The current indication for rizatriptan in adults is based principally on the results of 4 randomized, placebo-controlled studies of rizatriptan conventional tablets and 2 similarly designed studies of rizatriptan orally disintegrating tablets in adults with moderate to severe headaches. In these studies, substantially more patients receiving single doses of rizatriptan 5 or 10 mg achieved a response (mild or no headache pain) 2 hours after treatment compared with patients receiving placebo. Rizatriptan also relieved manifestations of migraine other than headache (including nausea, photophobia, and phonophobia), reduced the need for supplemental migraine therapy, and improved functional ability. Limited data from studies of up to one year's duration suggest that intermittent rizatriptan has remained effective throughout subsequent migraine attacks. Data from several comparative studies indicate that rizatriptan is at least as effective as oral sumatriptan in alleviating the pain associated with migraine 2 hours after treatment.

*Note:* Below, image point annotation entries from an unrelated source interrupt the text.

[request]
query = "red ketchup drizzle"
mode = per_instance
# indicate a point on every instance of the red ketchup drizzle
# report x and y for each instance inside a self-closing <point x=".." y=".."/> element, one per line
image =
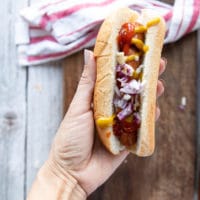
<point x="125" y="35"/>
<point x="126" y="130"/>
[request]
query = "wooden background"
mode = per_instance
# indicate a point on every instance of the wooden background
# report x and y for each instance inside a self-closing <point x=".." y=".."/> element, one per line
<point x="33" y="101"/>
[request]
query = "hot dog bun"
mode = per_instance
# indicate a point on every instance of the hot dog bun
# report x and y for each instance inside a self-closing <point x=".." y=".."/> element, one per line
<point x="105" y="54"/>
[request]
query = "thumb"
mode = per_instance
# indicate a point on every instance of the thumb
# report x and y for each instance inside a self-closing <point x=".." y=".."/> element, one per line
<point x="81" y="102"/>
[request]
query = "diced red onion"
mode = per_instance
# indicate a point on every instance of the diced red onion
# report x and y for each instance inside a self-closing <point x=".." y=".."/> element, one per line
<point x="127" y="97"/>
<point x="126" y="69"/>
<point x="125" y="112"/>
<point x="120" y="103"/>
<point x="132" y="87"/>
<point x="123" y="81"/>
<point x="117" y="92"/>
<point x="137" y="118"/>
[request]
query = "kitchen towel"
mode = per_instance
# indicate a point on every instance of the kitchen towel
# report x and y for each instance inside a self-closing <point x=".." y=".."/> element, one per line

Efficacy of rizatriptan in pediatric patients has been established in a randomized double-blind, placebo-controlled study of the orally disintegrating tablets in pediatric patients 6-17 years of age (mean age: 13 years) with moderate to severe migraine headaches. Patients enrolled in the study had at least a 6-month history of migraine attacks with or without aura and an inadequate response to nonsteroidal anti-inflammatory agents (NSAIAs) and acetaminophen. In this study, substantially more patients receiving rizatriptan (5 mg in those weighing at least 20 kg but less than 40 kg and 10 mg in those weighing 40 kg or more) achieved a response (no headache pain) 2 hours after treatment compared with patients receiving placebo; however, the frequency of migraine-associated symptoms (i.e., nausea, photophobia, phonophobia) at 2 hours after treatment was similar in those receiving rizatriptan and those receiving placebo.
The US Headache Consortium considers 5-HT1B/1D receptor agonists (e.g., rizatriptan) an appropriate treatment choice for the acute management of moderate to severe migraine headaches in patients without contraindications to these drugs and recommends use of 5-HT1B/1D receptor agonists, dihydroergotamine, or ergotamine in patients with more severe migraine attacks as well as in patients in whom previous therapy with nonsteroidal anti-inflammatory agents or fixed-combination preparations such as acetaminophen, aspirin, and caffeine has been ineffective.